Однако непринужденность и тонкая веселость сразу покидали меня, как только я приближался к их домам. Если это был особняк, то консьерж в униформе молча указывал мне пальцем на черный вход для прислуги. Даже если бы я напялил на себя мундир губернатора штата Сан-Паулу, я все равно оставался бы для него каким-нибудь разносчиком продуктов. Когда я уточнял цель моего визита, надо мной насмехались с язвительностью и издевкой, как это сделал один горилла, вылитый дзюдоист Кларк Гейбл:
— Значит, вы преподаете французский белым? А я преподаю римское право служакам из ведомства иностранных дел. Еще раз соврешь, и я обломаю тебе руки-ноги. Марш отсюда, карнавальный маркиз!
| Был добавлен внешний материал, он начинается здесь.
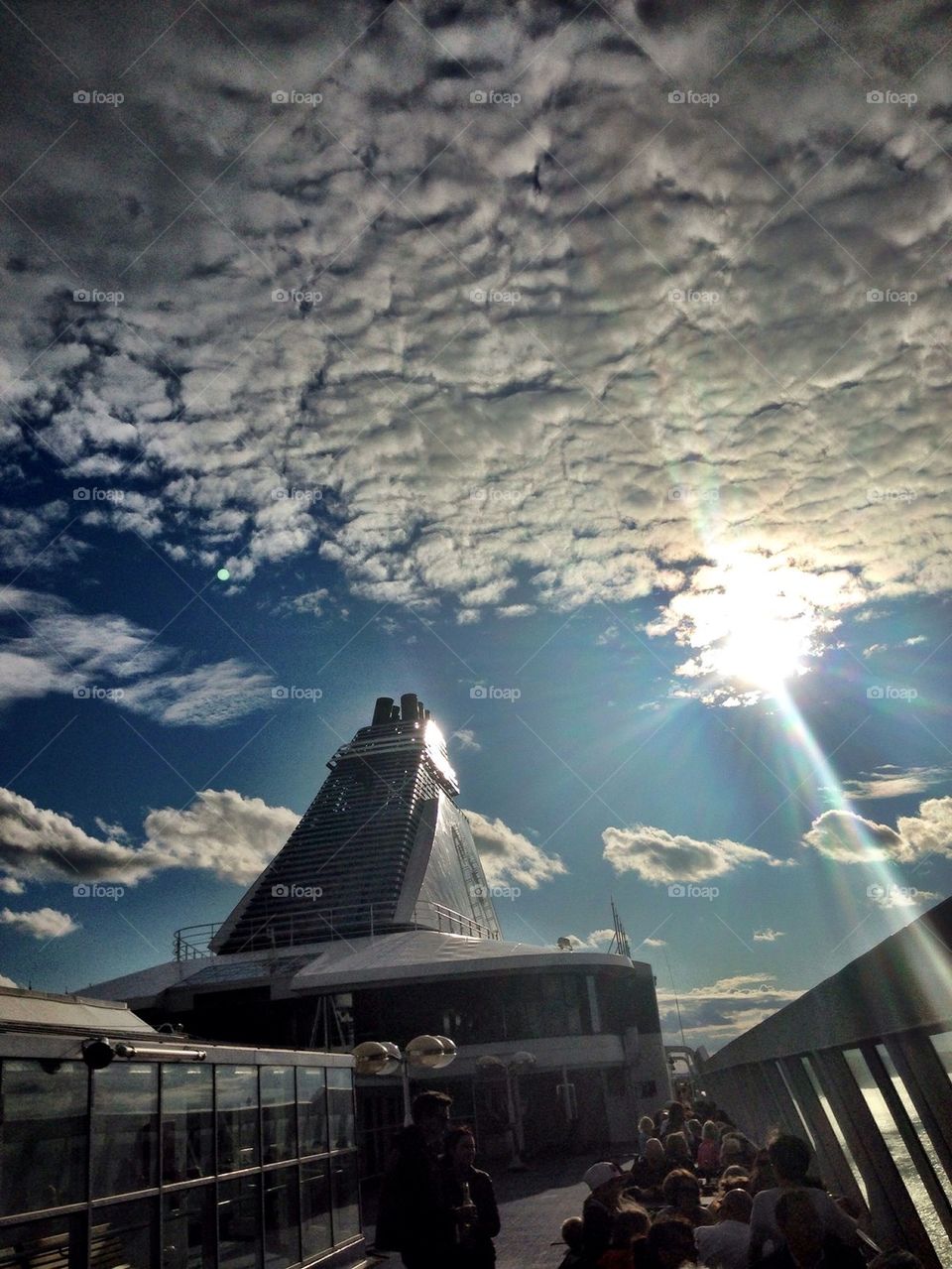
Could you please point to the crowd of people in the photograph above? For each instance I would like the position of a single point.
(697, 1193)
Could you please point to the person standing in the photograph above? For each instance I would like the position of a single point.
(472, 1202)
(414, 1215)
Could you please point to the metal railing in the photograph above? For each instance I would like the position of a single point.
(192, 942)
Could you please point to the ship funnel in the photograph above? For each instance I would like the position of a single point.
(382, 709)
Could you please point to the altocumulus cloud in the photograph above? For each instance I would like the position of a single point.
(660, 856)
(45, 923)
(390, 216)
(509, 858)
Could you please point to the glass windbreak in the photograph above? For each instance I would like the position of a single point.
(796, 1104)
(44, 1135)
(189, 1228)
(122, 1235)
(240, 1223)
(909, 1106)
(344, 1197)
(282, 1218)
(278, 1113)
(312, 1109)
(124, 1128)
(187, 1140)
(340, 1105)
(314, 1206)
(236, 1090)
(909, 1175)
(834, 1127)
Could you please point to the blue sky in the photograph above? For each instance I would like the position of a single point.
(625, 401)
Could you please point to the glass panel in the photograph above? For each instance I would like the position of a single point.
(314, 1206)
(340, 1104)
(896, 1147)
(187, 1228)
(796, 1104)
(124, 1128)
(187, 1145)
(236, 1087)
(44, 1135)
(907, 1105)
(834, 1127)
(282, 1218)
(240, 1223)
(312, 1110)
(122, 1235)
(278, 1113)
(344, 1188)
(24, 1244)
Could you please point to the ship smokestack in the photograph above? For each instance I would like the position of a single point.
(382, 710)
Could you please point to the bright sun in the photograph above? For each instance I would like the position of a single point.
(753, 621)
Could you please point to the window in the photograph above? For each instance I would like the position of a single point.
(187, 1228)
(187, 1145)
(282, 1218)
(124, 1124)
(834, 1126)
(236, 1087)
(122, 1235)
(340, 1105)
(896, 1147)
(344, 1190)
(44, 1142)
(278, 1113)
(312, 1110)
(314, 1206)
(240, 1223)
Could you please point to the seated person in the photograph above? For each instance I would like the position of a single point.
(727, 1244)
(682, 1193)
(807, 1244)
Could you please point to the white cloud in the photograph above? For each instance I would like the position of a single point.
(509, 858)
(45, 923)
(231, 835)
(659, 856)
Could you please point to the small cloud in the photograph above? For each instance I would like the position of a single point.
(45, 923)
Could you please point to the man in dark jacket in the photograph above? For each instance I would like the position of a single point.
(414, 1215)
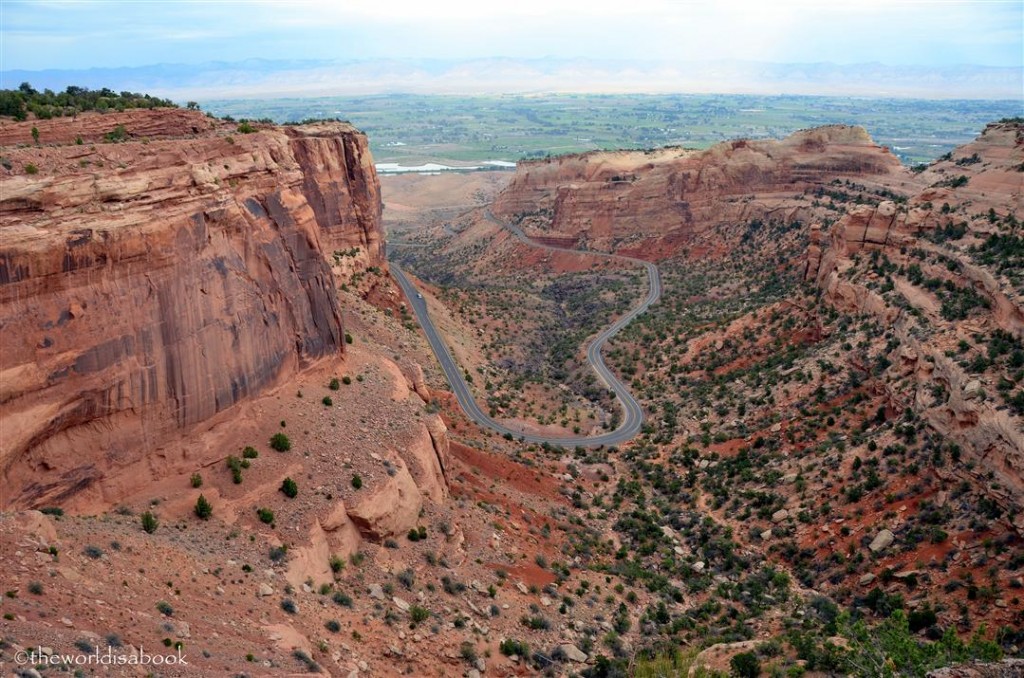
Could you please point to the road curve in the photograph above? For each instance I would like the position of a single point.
(632, 412)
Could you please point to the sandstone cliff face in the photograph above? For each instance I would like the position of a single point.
(641, 200)
(147, 286)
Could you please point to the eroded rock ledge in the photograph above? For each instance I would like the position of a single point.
(150, 285)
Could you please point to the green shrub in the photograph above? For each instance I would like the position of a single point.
(119, 133)
(290, 488)
(745, 665)
(150, 522)
(418, 615)
(510, 647)
(203, 508)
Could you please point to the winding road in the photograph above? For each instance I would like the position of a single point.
(632, 412)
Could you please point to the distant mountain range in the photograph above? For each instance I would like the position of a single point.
(276, 78)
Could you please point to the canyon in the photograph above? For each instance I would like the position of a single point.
(196, 308)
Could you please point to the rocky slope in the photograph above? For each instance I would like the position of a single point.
(148, 286)
(949, 273)
(651, 203)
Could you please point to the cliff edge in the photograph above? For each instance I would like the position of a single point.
(150, 284)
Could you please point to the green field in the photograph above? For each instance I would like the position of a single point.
(411, 129)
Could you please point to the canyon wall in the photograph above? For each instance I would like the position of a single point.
(930, 250)
(653, 201)
(148, 285)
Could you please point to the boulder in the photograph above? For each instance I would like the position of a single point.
(882, 541)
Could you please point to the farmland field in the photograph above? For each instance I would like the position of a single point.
(413, 129)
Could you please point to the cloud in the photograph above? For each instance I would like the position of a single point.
(103, 33)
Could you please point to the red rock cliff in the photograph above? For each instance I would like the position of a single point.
(612, 200)
(146, 286)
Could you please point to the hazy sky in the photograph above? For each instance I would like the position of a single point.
(83, 34)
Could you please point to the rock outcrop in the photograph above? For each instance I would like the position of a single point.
(968, 197)
(654, 201)
(150, 285)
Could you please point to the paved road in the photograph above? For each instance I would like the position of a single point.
(632, 413)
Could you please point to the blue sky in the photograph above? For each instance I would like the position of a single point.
(59, 34)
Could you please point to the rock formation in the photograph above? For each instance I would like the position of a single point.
(653, 201)
(147, 286)
(952, 194)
Происшествия подобного рода случались чуть ли не у каждой двери, в которую я звонил. И если бы я не приобрел кое-каких навыков по борьбе дзюдо в университетском городке в Париже, меня давно бы прибили и никто не пожелал бы собрать моих косточек хотя бы для того, чтобы выточить из них пуговицы на лакейскую ливрею.
Встречал я испытания и помягче, зато не слаще первых, а совсем наоборот. Выхожу, например, из лифта, меня уже ждет на площадке вся семья: папа, мама, будущий ученик. И как по команде, враз, все физиономии скисают при виде «прето», негра, пусть и в накрахмаленной рубашке, но это не парижское шампанское, которое предвкушалось. Мне многократно доставался суровый переходной экзамен, труднейший, неприступный, не разрешающий мне подняться от естественного состояния рассыльного, мальчика на побегушках, до статуса преподавателя языка, на котором разговаривал мэтр Франсуа Рабле.
Звонок от Кристины Мело-Пессо зазвенел рано утром в понедельник. Мими только что ушла. Я тоже собирался уходить. Сняв трубку, я услышал:
— Алло! С кем я говорю? Назовите себя, пожалуйста.
— Ален Рикабье. По буквам…
— Профессор Ален Рикабье, — перебила она, — я прочла ваше объявление в «Эстадо». Меня интересует литература. Вы не могли бы заглянуть ко мне в любой час дня, какой вас устроит? (Дикция безупречная, тембр голоса Греты Гарбо.)